This is the mail archive of the
gcc@gcc.gnu.org
mailing list for the GCC project.
Re: AltiVec support in GCC
- To: Mike Stump <mrs at windriver dot com>
- Subject: Re: AltiVec support in GCC
- From: Geoff Keating <geoffk at cygnus dot com>
- Date: 19 Feb 2000 15:02:32 -0800
- CC: gcc at gcc dot gnu dot org
- References: <200002190247.SAA18031@kankakee.wrs.com>
Mike Stump <mrs@windriver.com> writes:
> > Date: Fri, 18 Feb 2000 18:04:50 -0800
> > From: Stan Shebs <shebs@apple.com>
> > To: Mike Stump <mrs@windriver.com>
>
> > Since this is an extension to the dialect of C accepted by GCC, I
> > would hope there would be some effort to define the dialect before
> > putting in dueling patches. :-)
>
> Well, people might say, this is how this vendor defined it, and we
> want gcc to be compatible with it. Fairly reasonable, though long
> term, would be nice to do better than this, if we can.
My concern about this is that it would be very powerpc-specific.
There are similar but different language extensions for Sparc VIS, for
MMX (and for all I know even more for all the non-Intel MMX extensions).
So we would end up having a different frontend for ppc than for all
others. Code would not be portable between ppc and other
architectures. There would be a ppc-specific set of frontend bugs.
We would probably need to have a ppc-specific C++ frontend too.
In the end, I suspect that the right thing to do is to implement all
this properly: to do a proper loop-vectorisation pass. Such a thing
need not be very complicated, because to be useful it only has to
recognise _one_ idiom for the affected operation; then you get
portable code that only runs fast on one architecture, but if this is
a problem you can always improve the loop vectoriser.

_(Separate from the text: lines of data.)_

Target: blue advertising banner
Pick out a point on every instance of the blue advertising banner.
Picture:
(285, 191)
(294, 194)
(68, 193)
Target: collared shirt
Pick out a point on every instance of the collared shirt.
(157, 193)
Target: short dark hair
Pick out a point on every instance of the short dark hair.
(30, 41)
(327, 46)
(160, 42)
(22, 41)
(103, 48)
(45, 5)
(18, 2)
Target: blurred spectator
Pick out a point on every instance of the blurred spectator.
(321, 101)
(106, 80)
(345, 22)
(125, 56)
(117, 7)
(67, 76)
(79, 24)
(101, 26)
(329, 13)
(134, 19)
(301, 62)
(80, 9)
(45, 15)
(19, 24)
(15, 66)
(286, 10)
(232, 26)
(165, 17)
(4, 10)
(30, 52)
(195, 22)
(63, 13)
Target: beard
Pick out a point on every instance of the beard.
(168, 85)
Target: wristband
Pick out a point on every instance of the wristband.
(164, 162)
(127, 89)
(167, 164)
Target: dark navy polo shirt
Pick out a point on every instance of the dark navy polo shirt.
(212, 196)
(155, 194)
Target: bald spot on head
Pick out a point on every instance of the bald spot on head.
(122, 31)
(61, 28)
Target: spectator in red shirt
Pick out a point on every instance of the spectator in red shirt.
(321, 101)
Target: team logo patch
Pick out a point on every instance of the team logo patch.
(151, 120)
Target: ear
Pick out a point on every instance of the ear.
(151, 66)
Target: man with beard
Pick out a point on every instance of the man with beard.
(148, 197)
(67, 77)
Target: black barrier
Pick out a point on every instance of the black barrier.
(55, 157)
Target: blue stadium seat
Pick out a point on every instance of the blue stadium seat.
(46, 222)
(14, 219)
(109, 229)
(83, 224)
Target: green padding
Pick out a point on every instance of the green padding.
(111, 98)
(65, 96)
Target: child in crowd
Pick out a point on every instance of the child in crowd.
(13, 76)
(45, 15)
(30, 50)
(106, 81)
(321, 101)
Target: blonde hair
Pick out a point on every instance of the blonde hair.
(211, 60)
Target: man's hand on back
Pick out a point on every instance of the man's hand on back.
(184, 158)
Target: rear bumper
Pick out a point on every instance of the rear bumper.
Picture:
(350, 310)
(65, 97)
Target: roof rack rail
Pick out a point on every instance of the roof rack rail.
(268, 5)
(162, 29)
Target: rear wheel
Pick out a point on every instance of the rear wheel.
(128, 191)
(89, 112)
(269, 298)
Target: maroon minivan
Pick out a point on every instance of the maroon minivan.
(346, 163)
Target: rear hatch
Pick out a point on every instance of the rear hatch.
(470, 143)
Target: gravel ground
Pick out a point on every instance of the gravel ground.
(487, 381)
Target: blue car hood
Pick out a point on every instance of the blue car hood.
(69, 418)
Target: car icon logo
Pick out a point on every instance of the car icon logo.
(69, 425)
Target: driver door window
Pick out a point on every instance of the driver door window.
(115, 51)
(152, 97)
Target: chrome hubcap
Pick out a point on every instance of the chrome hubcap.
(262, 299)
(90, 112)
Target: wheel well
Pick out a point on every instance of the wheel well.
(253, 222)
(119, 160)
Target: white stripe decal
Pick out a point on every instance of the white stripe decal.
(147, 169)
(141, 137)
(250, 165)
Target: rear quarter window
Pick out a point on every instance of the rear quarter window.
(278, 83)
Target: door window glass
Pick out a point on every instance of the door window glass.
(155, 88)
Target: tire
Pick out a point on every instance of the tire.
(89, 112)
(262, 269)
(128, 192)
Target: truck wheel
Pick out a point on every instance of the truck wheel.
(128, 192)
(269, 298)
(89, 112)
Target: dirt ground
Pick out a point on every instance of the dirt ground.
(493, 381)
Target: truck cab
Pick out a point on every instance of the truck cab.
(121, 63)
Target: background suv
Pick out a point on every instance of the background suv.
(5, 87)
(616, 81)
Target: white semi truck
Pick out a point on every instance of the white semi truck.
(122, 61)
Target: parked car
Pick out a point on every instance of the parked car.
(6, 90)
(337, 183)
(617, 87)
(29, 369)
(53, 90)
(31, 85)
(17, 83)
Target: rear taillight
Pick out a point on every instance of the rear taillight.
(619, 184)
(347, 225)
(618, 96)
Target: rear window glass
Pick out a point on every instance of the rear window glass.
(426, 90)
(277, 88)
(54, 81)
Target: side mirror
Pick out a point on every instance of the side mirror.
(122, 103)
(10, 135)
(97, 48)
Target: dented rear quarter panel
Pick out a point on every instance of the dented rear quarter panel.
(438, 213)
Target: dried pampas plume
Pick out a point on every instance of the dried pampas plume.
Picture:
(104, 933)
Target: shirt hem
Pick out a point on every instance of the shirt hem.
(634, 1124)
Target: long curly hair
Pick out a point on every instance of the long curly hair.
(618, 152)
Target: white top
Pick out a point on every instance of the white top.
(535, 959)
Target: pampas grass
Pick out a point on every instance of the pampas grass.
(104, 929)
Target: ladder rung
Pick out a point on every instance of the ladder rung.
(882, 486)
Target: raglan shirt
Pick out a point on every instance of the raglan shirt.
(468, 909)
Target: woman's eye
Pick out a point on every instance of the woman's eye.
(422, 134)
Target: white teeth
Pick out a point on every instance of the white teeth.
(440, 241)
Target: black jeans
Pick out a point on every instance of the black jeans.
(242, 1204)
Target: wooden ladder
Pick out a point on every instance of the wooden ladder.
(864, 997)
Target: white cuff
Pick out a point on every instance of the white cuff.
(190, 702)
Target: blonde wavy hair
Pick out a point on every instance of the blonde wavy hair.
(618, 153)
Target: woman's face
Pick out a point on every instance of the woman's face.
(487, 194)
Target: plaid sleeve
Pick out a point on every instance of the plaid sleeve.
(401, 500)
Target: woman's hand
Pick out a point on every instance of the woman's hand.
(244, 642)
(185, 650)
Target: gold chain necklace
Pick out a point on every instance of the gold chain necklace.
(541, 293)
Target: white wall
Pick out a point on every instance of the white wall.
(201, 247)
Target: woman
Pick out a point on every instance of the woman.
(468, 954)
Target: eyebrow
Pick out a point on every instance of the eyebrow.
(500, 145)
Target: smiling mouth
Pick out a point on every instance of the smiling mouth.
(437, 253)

For instance, there is nothing especially difficult about recognising
the following code:
unsigned char a[1024];
unsigned char b[1024];
unsigned char c[2048];
int i;
for (i = 0; i < sizeof(c); i++)
{
int t1, t2;
t1 = a[i] + b[i];
if (t1 > 255) t1 = 255;
t2 = a[i] - b[i];
if (t2 < 0) t2 = 0;
c[2*i] = t1;
c[2*i+1] = t2;
}
as the following vector instructions in a loop:
lvx v0,r3,r4
lvx v1,r3,r5
vaddubs v2,v0,v1
vsububs v3,v0,v1
vmrghb v4,v2,v3
vmrglb v5,v2,v3
stvx v4,r3,r6
stvx v5,r3,r7
and even if it turned out to be difficult to get best performance with
a long loop, it would be even easier to recognise loops the size of
the vector registers:
unsigned char a[16];
unsigned char b[16];
unsigned char c[16];
for (i = 0; i < 16; i++)
{
int t;
t = a[i] + b[i];
if (t > 255) t = 255;
c[i] = t;
}
as the equivalent 'vaddubs' instruction, with a, b, and c held in
vector registers. You would only need to recognise one such loop for
each instruction; the user would generate such instructions by the use
of a suitable header file (or C++ class).
--
- Geoffrey Keating <geoffk@cygnus.com>